What does year-end closing do, exactly?

Mike or Penny Novack stepbystepfarm at mtdata.com
Fri Apr 16 07:31:04 EDT 2010


Paul A. wrote:

>Is there a description around of just what "Close Books" does?  I've seen
>references to zeroizing transactions, but it's unclear just what they do. 
>Does closing the books delete any transactions at all?
>  
>
I will try to describe again.

ORIGINALLY (hundreds of years ago) in double entry bookkeeping income 
and expense items were immediately entered against equity -- the 
bookkeeping was primarily interested in just the balances of assets and 
liabilities hence the terms "debit" (he owes) and "credit" (he trusts -- 
aka, I owe him). Then somebody got the bright idea that it might be nice 
to have ledger accounts which could show income and expenses. So 
TEMPORARY accounts of these types were introduced. Their fundamental 
type is equity, but by keeping them separate for a while can see the 
totals broken out (actually, keeping that running balance for you one of 
the nice things about using GnuCash and a computer since in the old days 
pen and ink on paper you had to do math to get the totals).

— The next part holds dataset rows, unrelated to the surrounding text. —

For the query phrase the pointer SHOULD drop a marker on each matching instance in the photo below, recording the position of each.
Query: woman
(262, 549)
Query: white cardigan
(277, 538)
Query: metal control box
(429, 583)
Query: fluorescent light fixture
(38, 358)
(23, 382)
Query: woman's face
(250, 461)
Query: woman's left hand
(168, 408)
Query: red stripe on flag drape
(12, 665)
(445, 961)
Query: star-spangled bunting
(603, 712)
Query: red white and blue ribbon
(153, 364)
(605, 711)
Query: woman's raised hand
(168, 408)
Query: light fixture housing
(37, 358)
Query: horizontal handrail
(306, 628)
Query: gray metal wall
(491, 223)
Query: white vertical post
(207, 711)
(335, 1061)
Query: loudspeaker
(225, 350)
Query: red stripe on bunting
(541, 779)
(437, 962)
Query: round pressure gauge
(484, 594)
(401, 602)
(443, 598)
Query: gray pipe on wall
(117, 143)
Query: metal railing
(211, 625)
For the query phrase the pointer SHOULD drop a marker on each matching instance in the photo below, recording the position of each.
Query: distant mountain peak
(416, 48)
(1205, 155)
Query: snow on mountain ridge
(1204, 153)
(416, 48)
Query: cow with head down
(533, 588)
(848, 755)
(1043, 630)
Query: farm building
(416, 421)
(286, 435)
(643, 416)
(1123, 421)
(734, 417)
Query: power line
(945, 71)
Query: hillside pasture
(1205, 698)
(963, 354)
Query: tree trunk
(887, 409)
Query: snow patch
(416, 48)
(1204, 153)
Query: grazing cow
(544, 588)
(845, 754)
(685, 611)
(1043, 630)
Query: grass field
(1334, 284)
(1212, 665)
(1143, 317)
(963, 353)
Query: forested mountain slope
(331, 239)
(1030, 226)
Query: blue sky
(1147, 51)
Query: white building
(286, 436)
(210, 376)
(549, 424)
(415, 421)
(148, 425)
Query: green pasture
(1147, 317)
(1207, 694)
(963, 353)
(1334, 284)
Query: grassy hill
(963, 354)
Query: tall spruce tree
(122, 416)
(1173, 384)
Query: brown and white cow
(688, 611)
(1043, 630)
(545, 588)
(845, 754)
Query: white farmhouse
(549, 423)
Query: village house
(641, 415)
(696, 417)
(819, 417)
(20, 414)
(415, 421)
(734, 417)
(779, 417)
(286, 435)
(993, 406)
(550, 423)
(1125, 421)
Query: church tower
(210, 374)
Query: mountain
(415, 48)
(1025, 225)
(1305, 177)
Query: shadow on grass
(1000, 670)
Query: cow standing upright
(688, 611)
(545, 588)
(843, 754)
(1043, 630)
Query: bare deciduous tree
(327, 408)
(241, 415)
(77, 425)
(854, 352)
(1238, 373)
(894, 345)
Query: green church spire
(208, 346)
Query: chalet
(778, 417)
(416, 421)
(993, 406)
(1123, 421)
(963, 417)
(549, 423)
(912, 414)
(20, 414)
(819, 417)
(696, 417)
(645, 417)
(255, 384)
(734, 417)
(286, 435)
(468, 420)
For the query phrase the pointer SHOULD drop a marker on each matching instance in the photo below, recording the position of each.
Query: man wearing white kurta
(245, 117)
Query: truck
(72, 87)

"Closing the books" refers to the end of the accounting period when 
these (temporary) accounts were closed into the main equity account. 
Again nice of GnuCash it computes that net gain or loss when you run the 
"Income Statement" report. In the old days the income and expense 
accounts were first all closed into another temporary equity account 
called :"profit and loss" and THAT became the report with whatever 
amount needed to balance it entered as net gain or net loss there 
(closing the profit and loss account) and equity.

Michael

PS --- You should not ever be adding transactions to a closed 
period!!!!!!  If you NEED to do this, in effect you should undo the 
closing, fix the previous period, and redo the closing. This is not hard 
of you made a copy of the file immediately before the closing operation.

-- 
There is no possibility of social justice on a dead planet except the equality of the grave.